JULY 14 – All right, you have gone the limit – you tried today, after 2 hours only of sleep for the last two nights, to shut yourself off from responsibility altogether: you looked around and saw everybody either married or busy and happy and thinking and being creative, and you felt scared, sick, lethargic, worst of all, not wanting to cope. You saw visions of yourself in a straight jacket, and a drain on the family, murdering your mother in actuality, killing the edifice of love and respect – built up over the years in the hearts of other people – You began to do something that is against all you believe in. Impasse: male relations; (jealousy & frantic fear.) female relations: ditto. Loss of perspective humor. Colossal desire to escape, retreat, not talk to anybody. Thesis panic – lack of other people to be with – recrimination for past wrong choices – Fear, big & ugly & sniveling. Fear of not succeeding intellectually and academically: the worst blow to security. Fear of failing to live up to the fast & furious prize-winning pace of these last years – and any kind of creative life. Perverse desire to retreat into not caring. I am incapable of loving or feeling now: self-induced.

Out of it, kid. You are making monumental obstacles of what should be taken for granted – living on a past reputation –

New York: pain, parties, work. And Gary and ptomaine – and José the cruel Peruvian and Carol vomiting outside the door all over the floor – and interviews for TV shows, & competition, and beautiful models and Miss Abels:103 (capable, and heaven knows what else.) And now this: shock. Utter nihilistic shock.

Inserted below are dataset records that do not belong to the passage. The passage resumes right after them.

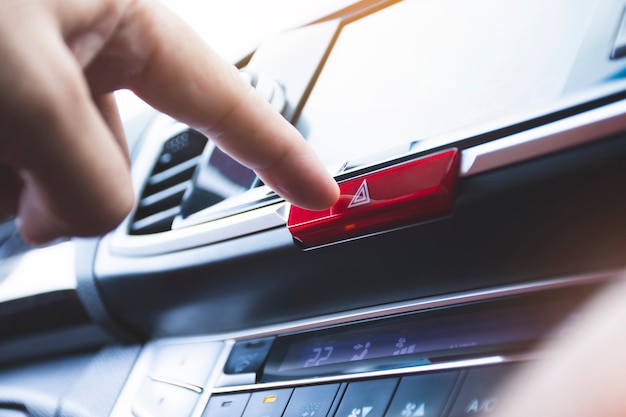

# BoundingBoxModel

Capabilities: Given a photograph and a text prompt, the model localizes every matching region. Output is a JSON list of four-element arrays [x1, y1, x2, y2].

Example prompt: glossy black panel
[[95, 134, 626, 338]]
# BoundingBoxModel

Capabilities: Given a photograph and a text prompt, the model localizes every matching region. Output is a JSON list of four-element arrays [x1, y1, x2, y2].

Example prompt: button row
[[204, 363, 518, 417]]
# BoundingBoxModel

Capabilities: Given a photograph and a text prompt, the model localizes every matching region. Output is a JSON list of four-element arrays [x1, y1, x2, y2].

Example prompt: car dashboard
[[1, 1, 626, 417]]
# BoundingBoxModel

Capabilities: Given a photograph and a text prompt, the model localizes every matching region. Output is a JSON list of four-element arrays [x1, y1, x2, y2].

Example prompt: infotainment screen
[[298, 0, 626, 167]]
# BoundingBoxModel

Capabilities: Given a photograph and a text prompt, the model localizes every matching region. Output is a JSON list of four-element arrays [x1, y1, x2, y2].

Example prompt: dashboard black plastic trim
[[94, 133, 626, 338]]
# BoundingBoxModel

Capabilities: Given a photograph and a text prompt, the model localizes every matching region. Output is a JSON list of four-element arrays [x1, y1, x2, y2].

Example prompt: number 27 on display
[[303, 346, 334, 367]]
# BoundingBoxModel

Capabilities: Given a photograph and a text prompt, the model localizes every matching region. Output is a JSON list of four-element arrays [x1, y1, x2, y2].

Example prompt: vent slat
[[129, 130, 208, 235], [130, 207, 182, 235], [148, 156, 202, 187], [139, 181, 191, 209]]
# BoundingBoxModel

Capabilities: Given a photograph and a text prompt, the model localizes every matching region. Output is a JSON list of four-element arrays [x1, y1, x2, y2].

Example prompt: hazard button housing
[[287, 149, 460, 248]]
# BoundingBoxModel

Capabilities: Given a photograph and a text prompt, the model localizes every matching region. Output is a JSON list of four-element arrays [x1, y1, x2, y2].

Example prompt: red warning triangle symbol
[[348, 179, 371, 208]]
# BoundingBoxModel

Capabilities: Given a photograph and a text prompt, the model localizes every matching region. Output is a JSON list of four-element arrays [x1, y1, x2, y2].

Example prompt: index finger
[[111, 0, 339, 210]]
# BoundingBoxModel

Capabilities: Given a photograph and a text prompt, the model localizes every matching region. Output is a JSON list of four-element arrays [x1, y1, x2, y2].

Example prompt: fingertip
[[258, 161, 339, 211], [300, 176, 340, 211]]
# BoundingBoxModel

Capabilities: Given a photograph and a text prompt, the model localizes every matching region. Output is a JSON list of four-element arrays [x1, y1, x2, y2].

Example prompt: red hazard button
[[287, 149, 459, 248]]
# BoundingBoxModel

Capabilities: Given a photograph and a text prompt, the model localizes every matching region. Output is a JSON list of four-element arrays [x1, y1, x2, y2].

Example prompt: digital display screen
[[279, 314, 531, 372], [262, 285, 596, 381], [299, 0, 626, 168]]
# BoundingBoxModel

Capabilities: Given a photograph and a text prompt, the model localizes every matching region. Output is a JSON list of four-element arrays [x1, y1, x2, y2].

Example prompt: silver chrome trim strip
[[210, 354, 539, 394], [213, 270, 621, 342], [460, 98, 626, 177], [149, 375, 204, 393], [172, 185, 279, 229], [106, 202, 287, 257]]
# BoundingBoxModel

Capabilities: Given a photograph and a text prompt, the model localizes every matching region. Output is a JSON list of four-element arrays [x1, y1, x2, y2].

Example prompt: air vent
[[129, 130, 207, 235], [128, 70, 288, 236]]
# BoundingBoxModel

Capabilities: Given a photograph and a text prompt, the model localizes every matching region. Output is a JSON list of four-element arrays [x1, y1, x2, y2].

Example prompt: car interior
[[2, 0, 626, 416]]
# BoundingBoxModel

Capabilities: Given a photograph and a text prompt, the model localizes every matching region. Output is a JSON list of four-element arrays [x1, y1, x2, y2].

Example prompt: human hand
[[0, 0, 339, 244]]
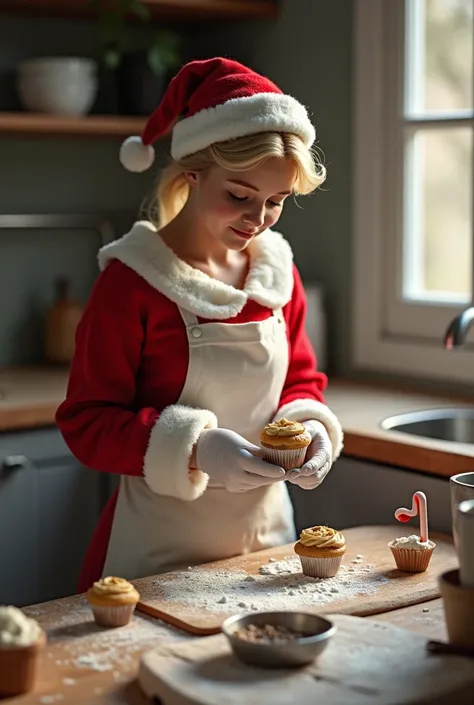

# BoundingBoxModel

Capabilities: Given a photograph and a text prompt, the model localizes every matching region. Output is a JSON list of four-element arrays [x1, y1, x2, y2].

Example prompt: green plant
[[90, 0, 181, 74]]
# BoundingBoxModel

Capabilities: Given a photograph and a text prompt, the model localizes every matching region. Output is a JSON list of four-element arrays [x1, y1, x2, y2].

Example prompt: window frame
[[352, 0, 474, 383]]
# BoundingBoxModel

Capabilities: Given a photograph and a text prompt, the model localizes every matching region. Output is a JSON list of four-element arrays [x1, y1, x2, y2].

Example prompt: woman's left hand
[[286, 420, 333, 490]]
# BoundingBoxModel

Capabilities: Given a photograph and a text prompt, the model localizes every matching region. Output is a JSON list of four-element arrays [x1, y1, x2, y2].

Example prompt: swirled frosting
[[263, 419, 305, 437], [300, 526, 345, 550], [90, 576, 137, 598]]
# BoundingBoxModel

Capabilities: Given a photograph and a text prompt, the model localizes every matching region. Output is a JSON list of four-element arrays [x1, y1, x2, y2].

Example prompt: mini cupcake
[[388, 535, 436, 573], [86, 576, 140, 627], [294, 525, 346, 578], [260, 418, 311, 471], [0, 606, 46, 697]]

Read a story: Think. You can. You must, moreover, not continually run away while asleep – forget details – ignore problems – shut walls up between you & the world & all the gay bright girls –: please, think – snap out of this. Believe in some beneficent force beyond your own limited self. God, god, god: where are you? I want you, need you: the belief in you and love and mankind. You must not seek escape like this. You must think.